Kristina hopes that by sharing Conlee’s CF journey, she can help bring more awareness to the condition. “Everyone with CF is different, but for Conlee, his routine consists of breathing treatments along with at least one hour of vest therapy or percussion therapy,” Kristina shared. “He also takes around 30 pills a day. Some of the pills he takes are to treat the underlying cause of CF or its symptoms, but the majority of the pills are needed due to the fact that he can’t digest food properly and absorb all of the fat and nutrients. For the most part, Conlee does all his treatments and takes all of his medications extremely well. We encourage Conlee to include his friends and family in his daily needs so he doesn’t really skip a beat. We really admire this about him. He has never been shy to share any aspect of his treatments with anyone.” 

Despite this, Conlee still sometimes struggles with having a disease that his friends and family do not. “He is, however, an eight-year-old who just wants to play and hang out with his friends so sometimes it can be a pain to have to pull him away from activities to take his pills or do his treatments,” Kristina said. “Sometimes we have talks about how he has to do all of this, but nobody else that he knows does. He has mostly decided that this makes him unique which is a great thing, but there are moments where some pretty heavy questions arise and we just take them one at a time and work our way through the best we can.” 

Conlee has always been interested in sports and staying active, so hearing about Team IMPACT felt like a perfect way for him to make new friends, build his confidence, and help him come out of his shell. He was matched with the Ohio State Baseball team in September of 2022 and recently celebrated his Signing Day with the team. Even though the match is relatively new, Conlee’s family is already noticing positive changes in him because of his new team. 

“We have noticed Conlee’s confidence has already improved tremendously,” Kristina said. “He can be pretty shy and nervous, especially when meeting new people, but since meeting the team, he is much more social and outgoing with them in particular, but also in other social situations. He holds conversations with some of the players and even walks up with them to give high fives and encouragement without his dad or me walking with him, which is a huge step forward.” 

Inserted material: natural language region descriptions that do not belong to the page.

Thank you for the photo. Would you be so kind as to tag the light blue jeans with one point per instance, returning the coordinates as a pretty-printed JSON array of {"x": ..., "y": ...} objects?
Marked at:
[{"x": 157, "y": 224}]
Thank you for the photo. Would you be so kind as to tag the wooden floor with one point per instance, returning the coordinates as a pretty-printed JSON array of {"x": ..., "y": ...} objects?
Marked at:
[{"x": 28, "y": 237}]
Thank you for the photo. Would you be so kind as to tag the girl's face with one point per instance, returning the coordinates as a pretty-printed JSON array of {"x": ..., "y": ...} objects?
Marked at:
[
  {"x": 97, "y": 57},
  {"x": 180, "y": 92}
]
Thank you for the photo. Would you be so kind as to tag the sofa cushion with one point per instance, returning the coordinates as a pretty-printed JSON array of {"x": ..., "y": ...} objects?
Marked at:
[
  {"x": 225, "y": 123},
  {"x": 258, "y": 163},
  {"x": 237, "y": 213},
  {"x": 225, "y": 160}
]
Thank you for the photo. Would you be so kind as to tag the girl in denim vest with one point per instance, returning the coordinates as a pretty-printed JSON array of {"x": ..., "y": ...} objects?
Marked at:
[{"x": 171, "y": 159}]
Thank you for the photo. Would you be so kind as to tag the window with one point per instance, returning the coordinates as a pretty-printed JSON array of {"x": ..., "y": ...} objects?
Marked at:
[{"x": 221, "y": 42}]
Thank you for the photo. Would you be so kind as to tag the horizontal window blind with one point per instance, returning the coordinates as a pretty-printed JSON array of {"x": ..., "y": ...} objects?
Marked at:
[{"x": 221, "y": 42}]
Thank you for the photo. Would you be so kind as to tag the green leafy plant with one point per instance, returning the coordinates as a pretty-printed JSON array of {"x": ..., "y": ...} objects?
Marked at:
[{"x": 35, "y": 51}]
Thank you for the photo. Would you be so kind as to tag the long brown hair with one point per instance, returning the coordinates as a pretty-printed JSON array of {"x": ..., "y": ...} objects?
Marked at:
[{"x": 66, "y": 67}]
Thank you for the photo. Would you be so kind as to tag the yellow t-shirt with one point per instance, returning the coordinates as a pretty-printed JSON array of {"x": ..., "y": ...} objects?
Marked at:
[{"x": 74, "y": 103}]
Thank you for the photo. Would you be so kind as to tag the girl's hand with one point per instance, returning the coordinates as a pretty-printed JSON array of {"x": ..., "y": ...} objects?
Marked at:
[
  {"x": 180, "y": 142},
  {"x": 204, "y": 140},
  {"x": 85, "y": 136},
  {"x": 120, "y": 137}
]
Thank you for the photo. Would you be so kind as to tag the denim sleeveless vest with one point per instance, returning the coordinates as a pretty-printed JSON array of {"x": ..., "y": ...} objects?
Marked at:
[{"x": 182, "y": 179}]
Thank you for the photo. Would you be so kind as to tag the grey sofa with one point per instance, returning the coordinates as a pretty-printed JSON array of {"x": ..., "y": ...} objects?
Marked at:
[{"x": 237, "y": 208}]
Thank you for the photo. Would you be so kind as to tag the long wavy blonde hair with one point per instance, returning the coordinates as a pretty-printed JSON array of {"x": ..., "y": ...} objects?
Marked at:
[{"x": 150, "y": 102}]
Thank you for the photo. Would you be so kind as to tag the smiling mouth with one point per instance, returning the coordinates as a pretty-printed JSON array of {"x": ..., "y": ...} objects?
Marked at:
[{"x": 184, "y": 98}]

Team IMPACT has filled a space where camaraderie and community was needed for Conlee and his family. Dealing with CF can feel isolating and lonely, especially when people do not get to see all the daily struggles that come with having the disease. Conlee’s family shared that it can be challenging to relate to other families since they are always focused on keeping their child healthy in ways many other families do not have to be. “It’s a lot to take on mentally and physically, and to be honest that’s pretty hard for me to admit,” Kristina shared. “We want to act like CF is a small part of our lives, and sometimes that is true, but more often than not, it feels much more consuming. Sometimes when we get caught up in all of the medical stuff and the day-to-day stuff that we forget to take a time out and just be a family and do the things that everyone else does.” 

“Team IMPACT is like a big hug for our family and a reminder to take time to have fun,” she said. “We all look forward to our time spent with the team, and when something comes up in our lives, Conlee can’t wait to share it with the team. He looks up to them like big brothers which is also really cool since he doesn’t have any older siblings.” And that familial feeling goes both ways. The team always checks in on Conlee before and after his surgeries. “They are super encouraging and ask for updates, which is extremely endearing and makes Conlee feel special,” Kristina said. 

The benefits continue onto the playing field as well, with Conlee now playing toward a bigger goal. “The Team IMPACT experience has been so wonderful. Conlee has something to look forward to in between treatments and appointments. He has learned more about baseball too. He is playing baseball on his own team, and we’ve seen an improvement in his physical ability after watching his teammates play. He wants to be a better baseball player so maybe one day he can play for the OSU Buckeyes too!”